Local Perspective: COMO’s Hooligans of Yesteryear
What is it about our downtown, The District, that is so f-ing awesome?! Specifically, what is it about these downtown businesses that make them feel like home when you walk inside? Or that you can go inside knowing that your day will be improved by it?
Well, after living in Columbia my entire life (minus six years after high school), owning a business on Ninth Street for five years, and now working for The District as the director of outreach with all these small businesses inside our boundaries, I think I’ve figured it out.
It’s the owners.
It takes a certain type of person to want to be a business owner in the first place, and it takes dedicated business owners to survive in the ever-changing world of consumers’ wants and needs. The owners are the hearts of these amazing businesses that bring so much to Columbia and Mid-Missouri as a whole. But here’s the remarkable thing about it: These owners weren’t always business owners. In fact, many of them were just crazy, 1980s punk-loving, Sub Shop-working hooligans.
Remember a little place called Shattered? Not the Shattered that was on Broadway from 2000 to 2007, during my underage partying days, but the Shattered on Cherry Street circa 1985 to 1999.
Here’s the best description I found: “Think of Shattered as a guaranteed hangover. And we mean that in the best possible way. Enjoy the late-night debauchery, but drink lots of water and pop some Advil,” states Clubplanet.com
Would you be surprised to find out that many current downtown business owners partied hard there together? A few frequent visitors were Christina Kelly, owner of Makes Scents; Tracy Lane, director of the Roots N Blues N BBQ Festival; Deb Rust and Robin Weatherford, owners of Tellers; and Leigh Lockhart, owner of Main Squeeze Café. They all frequented the club on Cherry Street.
Back during that era, Jeni Mae McKenzie, owner of Ophelia’s Flowers, could be found working at Sub Shop, and like so many others, she had various radio shows on KOPN.
“The KOPN staff hated us,” McKenzie remembers. “But people listened to our shows! We used to rule this town. Ha! Terrorized it, really.”
Jesse Garcia, owner of Roxy’s, used to paint and remodel houses before establishing his first business, Sapphire Lounge (and before my personal favorite, Sideshow), where Confetti Craft is now.
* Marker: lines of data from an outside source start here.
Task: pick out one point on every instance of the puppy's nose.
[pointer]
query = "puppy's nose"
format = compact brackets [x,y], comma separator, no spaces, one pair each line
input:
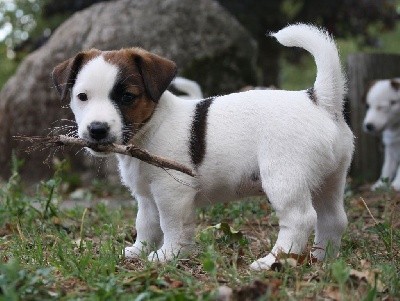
[98,130]
[370,127]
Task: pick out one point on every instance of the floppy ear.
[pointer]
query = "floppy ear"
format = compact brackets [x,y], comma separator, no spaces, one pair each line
[64,74]
[157,72]
[366,90]
[395,83]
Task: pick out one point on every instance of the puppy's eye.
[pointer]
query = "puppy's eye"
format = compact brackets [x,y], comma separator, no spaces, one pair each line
[128,98]
[82,96]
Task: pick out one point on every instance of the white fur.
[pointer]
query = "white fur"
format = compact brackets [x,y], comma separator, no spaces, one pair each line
[301,151]
[383,116]
[190,87]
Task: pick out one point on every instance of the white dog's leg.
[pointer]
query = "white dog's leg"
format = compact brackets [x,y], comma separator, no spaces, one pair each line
[149,234]
[331,216]
[396,181]
[177,219]
[388,170]
[297,217]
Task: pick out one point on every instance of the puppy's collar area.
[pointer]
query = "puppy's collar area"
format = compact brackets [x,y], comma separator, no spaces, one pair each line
[311,94]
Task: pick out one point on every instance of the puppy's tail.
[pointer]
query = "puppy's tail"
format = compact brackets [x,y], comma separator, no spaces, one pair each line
[330,85]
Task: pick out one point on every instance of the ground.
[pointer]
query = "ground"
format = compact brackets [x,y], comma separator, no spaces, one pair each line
[52,248]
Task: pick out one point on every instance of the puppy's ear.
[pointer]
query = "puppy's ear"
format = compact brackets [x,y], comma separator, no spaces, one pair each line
[64,74]
[368,87]
[395,83]
[157,72]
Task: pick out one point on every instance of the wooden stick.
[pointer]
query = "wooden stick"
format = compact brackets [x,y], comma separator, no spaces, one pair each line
[129,150]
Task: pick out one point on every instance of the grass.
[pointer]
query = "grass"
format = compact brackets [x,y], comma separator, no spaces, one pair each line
[48,252]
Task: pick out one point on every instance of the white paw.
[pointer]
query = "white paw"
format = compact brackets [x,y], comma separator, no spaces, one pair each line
[396,186]
[379,185]
[134,251]
[161,255]
[264,263]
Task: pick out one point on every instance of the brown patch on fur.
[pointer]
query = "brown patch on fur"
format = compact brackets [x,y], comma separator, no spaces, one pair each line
[146,76]
[141,74]
[64,74]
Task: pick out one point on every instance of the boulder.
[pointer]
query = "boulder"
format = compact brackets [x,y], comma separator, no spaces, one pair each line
[205,41]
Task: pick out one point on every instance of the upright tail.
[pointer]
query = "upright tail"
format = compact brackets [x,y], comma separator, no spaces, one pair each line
[330,84]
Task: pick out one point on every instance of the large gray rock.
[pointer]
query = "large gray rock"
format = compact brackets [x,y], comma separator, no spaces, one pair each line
[207,44]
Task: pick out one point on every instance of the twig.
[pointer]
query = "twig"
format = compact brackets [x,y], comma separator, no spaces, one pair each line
[129,150]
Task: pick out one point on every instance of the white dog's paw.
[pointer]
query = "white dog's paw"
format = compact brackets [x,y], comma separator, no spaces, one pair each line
[380,184]
[396,185]
[163,255]
[134,251]
[264,263]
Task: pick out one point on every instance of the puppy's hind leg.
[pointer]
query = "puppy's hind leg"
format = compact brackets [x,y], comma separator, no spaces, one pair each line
[331,216]
[149,234]
[291,198]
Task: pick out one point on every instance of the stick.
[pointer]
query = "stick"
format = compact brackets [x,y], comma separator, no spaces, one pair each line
[129,150]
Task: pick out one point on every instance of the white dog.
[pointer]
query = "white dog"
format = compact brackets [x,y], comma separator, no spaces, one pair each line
[191,88]
[383,116]
[293,146]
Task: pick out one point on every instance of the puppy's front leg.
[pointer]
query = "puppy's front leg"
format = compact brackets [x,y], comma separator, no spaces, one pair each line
[149,234]
[177,219]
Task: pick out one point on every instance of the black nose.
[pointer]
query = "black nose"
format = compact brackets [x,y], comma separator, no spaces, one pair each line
[98,130]
[370,127]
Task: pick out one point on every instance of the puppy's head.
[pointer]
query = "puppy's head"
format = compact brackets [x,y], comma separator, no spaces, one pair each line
[383,105]
[112,93]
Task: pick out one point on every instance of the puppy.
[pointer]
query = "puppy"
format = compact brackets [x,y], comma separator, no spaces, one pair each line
[190,88]
[293,146]
[383,116]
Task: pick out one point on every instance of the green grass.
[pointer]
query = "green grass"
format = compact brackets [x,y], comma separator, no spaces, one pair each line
[50,253]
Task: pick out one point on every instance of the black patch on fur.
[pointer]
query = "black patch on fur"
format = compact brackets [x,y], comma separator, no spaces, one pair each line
[311,94]
[197,142]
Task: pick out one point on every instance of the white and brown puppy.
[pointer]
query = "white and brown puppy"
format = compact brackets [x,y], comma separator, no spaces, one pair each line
[293,146]
[383,117]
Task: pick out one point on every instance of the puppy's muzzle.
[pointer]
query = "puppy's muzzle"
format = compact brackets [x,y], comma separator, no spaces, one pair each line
[369,127]
[99,132]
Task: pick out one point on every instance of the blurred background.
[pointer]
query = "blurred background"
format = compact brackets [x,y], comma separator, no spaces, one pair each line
[220,44]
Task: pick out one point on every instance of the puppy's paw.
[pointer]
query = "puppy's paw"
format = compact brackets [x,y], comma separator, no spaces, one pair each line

Dan Dethrow — creator and namesake of Dan Bombs, Columbia’s unofficial drink — started his bartending career at Tellers.
Personally, I know I drove Sabrina Garcia-Rubio crazy back in my high school days around the year 2000 when I’d go into her store, Maude’s Vintage, just to play dress up and leave without ever buying anything. (Sorry, dude!)
Will Beevers, who recently helped open DrinKraft, used to run Cool Stuff in 2012. True/False Film Fest’s David Wilson used to intro the movies at Ragtag (the 10th Street version) and half of the people there to “see the movie” were only there to see him. Remember the spicy hot dogs and personal-sized microwave pizzas?
It is these businesses, and the history people have with them, that make up the heart of The District in downtown Columbia. It’s these business owners, the ones that ruled and terrorized the streets of downtown, that have grown up to open their businesses in a place they now happily call home. They are now creating jobs for our younger generation, the generation that won’t get off the sidewalks with their damn Birds and rip down our trees. *shakes fist towards hooligans*
We’ve all been that age. But imagine what these kids will bring to our future: With the strong leaders and mentors they have within The District community, I’m excited to see what’s next.
Note: Names have not been changed because they’re all damn proud of it!
Nickie Davis is the director of outreach for the Downtown Community Improvement District.